Here’s what matters: miCSCs fuel metastasis and resistance in this cancer. They’re marked by CD133⁺CXCR4⁺ and are basically the escape artists of the tumor world. Until now, effective ways to shut them down have been limited. Researchers discovered that the tumor microenvironment feeds these cells through the CXCL12/CXCR4/BMI1 axis. Targeting this axis is the key to stopping cancer spread and resistance.

The team zeroed in on JM#21, a peptide derivative of the natural CXCR4 antagonist EPI-X4. The catch? Peptides can break down quickly in the body. So, they encapsulated JM#21 in mesoporous silica nanoparticles. This boosted its stability and allowed a slow, steady release.

Key findings:

CXCR4 or BMI1 knockdown halts miCSC migration and self-renewal.

Both EPI-X4 and JM#21 block the signals that make these cells so aggressive.

JM#21, especially when delivered via nanoparticles, outperforms the free peptide. It slashes EMT markers (that’s the stuff that turns cells invasive) and even makes cells more responsive to standard chemo.

Silica nanoparticles aren’t just a random delivery vehicle. Their biocompatibility and tunability make them a sharp choice for stabilizing research peptides.
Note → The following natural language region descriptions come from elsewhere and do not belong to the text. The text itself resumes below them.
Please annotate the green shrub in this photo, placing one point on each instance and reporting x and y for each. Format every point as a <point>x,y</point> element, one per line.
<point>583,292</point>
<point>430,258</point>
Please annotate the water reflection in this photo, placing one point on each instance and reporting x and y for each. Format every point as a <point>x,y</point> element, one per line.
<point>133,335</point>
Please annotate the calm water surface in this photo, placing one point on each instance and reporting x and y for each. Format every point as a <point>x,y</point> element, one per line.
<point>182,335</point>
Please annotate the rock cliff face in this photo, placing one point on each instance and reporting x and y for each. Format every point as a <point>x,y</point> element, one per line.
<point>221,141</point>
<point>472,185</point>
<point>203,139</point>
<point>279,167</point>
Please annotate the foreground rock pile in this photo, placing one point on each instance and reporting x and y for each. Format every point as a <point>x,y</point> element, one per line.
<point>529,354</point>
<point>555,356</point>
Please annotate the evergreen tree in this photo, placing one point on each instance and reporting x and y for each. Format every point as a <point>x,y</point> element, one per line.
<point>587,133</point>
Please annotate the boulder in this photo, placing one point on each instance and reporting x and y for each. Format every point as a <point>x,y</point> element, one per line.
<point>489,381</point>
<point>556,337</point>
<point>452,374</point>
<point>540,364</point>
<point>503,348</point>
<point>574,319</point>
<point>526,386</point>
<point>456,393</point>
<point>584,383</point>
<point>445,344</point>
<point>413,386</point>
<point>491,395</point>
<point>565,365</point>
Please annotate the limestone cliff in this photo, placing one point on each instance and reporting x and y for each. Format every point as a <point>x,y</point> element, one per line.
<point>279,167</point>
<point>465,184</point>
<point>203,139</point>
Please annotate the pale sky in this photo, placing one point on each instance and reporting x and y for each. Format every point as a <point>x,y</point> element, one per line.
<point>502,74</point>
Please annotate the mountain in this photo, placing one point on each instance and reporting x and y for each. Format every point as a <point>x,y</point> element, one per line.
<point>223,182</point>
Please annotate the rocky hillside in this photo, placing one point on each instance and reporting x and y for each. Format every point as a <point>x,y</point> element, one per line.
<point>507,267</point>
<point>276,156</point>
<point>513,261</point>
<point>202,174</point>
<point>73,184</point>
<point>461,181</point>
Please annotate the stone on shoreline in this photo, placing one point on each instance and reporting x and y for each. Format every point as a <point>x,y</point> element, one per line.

For researchers exploring new peptide-based tools, this is a real proof-of-concept. Nanoparticle delivery isn’t just hype; it moves the needle for targeting tough cell populations. More on this and related advances can be found in our peptide research index.

Peptide research keeps pushing boundaries—don’t overlook delivery tech when designing your next experiment.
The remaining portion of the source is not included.